Martedì
prossimo, 28 aprile, alle ore 20.30, al Teatro Quirinetta di via Marco Minghetti 5 in
Roma, andrà in scena lo spettacolo “Aminta, di Torquato Tasso”, adattamento e regia di Sergio Basile, all'interno della rassegna teatrale "Il mistero
della mente", festival di Teatro
Sociale e delle Diversità, e con Benedetta Corà, Paola Cultrera, Lorenzo
Garufo, Teo Guarini, Fabrizio Milano, Stefano Patti, Giulia Pera (direzione
tecnica di Edoardo Basile).
Spiega il regista: “Per aver gridato frasi ingiuriose contro il duca di
Ferrara, l’11 marzo 1579 Torquato Tasso fu internato nel manicomio di
Sant’Anna.
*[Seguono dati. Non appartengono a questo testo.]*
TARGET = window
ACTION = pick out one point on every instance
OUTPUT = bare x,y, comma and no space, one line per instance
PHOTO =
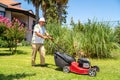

Recluso nel reparto riservato ai pazzi furiosi e trattato come
frenetico, vi rimase per sette anni, tre dei quali in assoluto isolamento, a
volte persino alla catena. La follia del Tasso diverrà oggetto di secolari
discussioni: la sua fu vera pazzia o un’amletica forma di mascheratura che il
poeta stesso assunse per non rivelare qualcosa di inconfessabile e che aveva a
che fare con la sfera dell’eros e del sesso? Fatto sta che, dopo quell’isolamento,
Tasso si smarrisce come persona per consegnarsi definitivamente alla storia
come personaggio. Ed è come personaggio che vediamo il Tasso in questa nostra
messinscena dell’Aminta. Ormai il dramma bucolico pastorale, dove si narrano
gli amori a lieto fine tra ninfe e pastori, scritto in uno degli ultimi momenti
felici della sua vita, è solo una vaghissima, lontana memoria, una memoria
corrotta dal dolore e dall’esaltazione. La favola pastorale si è spezzata in
frammenti, brandelli, ripetizioni, ossessioni, smarrendo per sempre l’olimpico
ordine compositivo – perfetto!- con cui era stata scritta. Un’Aminta immaginata
e rivista da Tasso all’interno dell’universo manicomiale in cui è precipitato,
fatto di sopraffazione e violenza; dove gli altri frenetici (come lui stesso è
considerato) assumono nella sua mente allucinata i ruoli di Aminta e Silvia e
Dafne, e dove lui stesso s’immagina come Tirsi, l’amante deluso e sfortunato,
che solo nella poesia ha trovato rifugio al suo dolore. Tasso riconosce i personaggi
del dramma pastorale nei reclusi che presentano curiose similitudini
psicologiche (e patologiche…) con gli originali; li riconosce in Veronica,
Alighiero, Adalgisa, povere anime devastate dalla follia e mette in scena il
suo personalissimo ed immaginario teatro, la sua impossibile rappresentazione”.